Floods are one of the most common hazards in the United States and may occur during any month of the year in Louisiana. A flood is defined when water overflows onto normally dry land. Not all floods are alike; they happen on different scales of space and time. The main types of floods are:

Flash floods can occur within a few minutes or hours of heavy rainfall or from a dam or levee failure. These floods can destroy structures, down trees, roll boulders, and create new waterways.
Floods can be magnified in urban areas. As land is converted from fields and woodlands to roads and parking lots, it loses its ability to absorb rainfall. During periods of urban flooding, streets can become swift moving rivers.
Flat areas near rivers, streams, lakes, and reservoirs are vulnerable to river floods. Some river floods occur when winter or spring rains fill river basins with too much water too quickly. Other floods can happen when storm systems move slowly or from heavy rains from hurricanes or tropical systems.
Area floods are long-lived and do not usually threaten life. Standing water in flat areas, such as an open field, is just one example of an area flood.
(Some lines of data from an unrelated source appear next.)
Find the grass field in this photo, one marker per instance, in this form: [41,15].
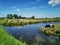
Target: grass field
[6,39]
[51,31]
[21,22]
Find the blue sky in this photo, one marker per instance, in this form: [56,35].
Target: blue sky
[28,8]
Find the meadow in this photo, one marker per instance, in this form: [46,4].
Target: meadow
[21,22]
[6,39]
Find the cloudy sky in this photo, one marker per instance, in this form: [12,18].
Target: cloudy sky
[37,8]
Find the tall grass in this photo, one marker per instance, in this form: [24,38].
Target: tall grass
[6,39]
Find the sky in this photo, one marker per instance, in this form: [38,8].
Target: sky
[28,8]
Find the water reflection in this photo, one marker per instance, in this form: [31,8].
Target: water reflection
[31,34]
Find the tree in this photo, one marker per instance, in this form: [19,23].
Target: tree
[33,17]
[20,17]
[10,16]
[16,16]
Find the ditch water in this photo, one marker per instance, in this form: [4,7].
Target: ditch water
[31,34]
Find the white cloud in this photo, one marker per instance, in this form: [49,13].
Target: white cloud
[54,2]
[36,1]
[17,9]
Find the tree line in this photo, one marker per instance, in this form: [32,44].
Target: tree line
[15,16]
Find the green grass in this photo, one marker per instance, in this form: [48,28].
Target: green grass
[51,31]
[6,39]
[21,22]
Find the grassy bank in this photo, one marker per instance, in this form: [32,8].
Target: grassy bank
[52,31]
[21,22]
[6,39]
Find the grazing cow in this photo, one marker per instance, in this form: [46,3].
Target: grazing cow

Area floods can cause damage to crops and cause livestock to become displaced. Also, the standing water from this type of flooding can serve as a breeding ground for insects and diseases.

Source: NASA.gov

Did You Know?

Flooding events in Louisiana have been caused by the remnants of tropical storms and hurricanes, and before Hurricane Katrina, storms like Hurricane Audrey in 1957 and Hurricane Betsy in 1965 caused significant flooding across portions of the state. The direct and indirect impacts of heavy rains from convective storms and low-pressure systems have caused flooding along the Mississippi River Basin, including in floods in 1927, 1937, 1973 and 2019. You can learn more about some of these events through NOAA’s Flood Safety page for Louisiana.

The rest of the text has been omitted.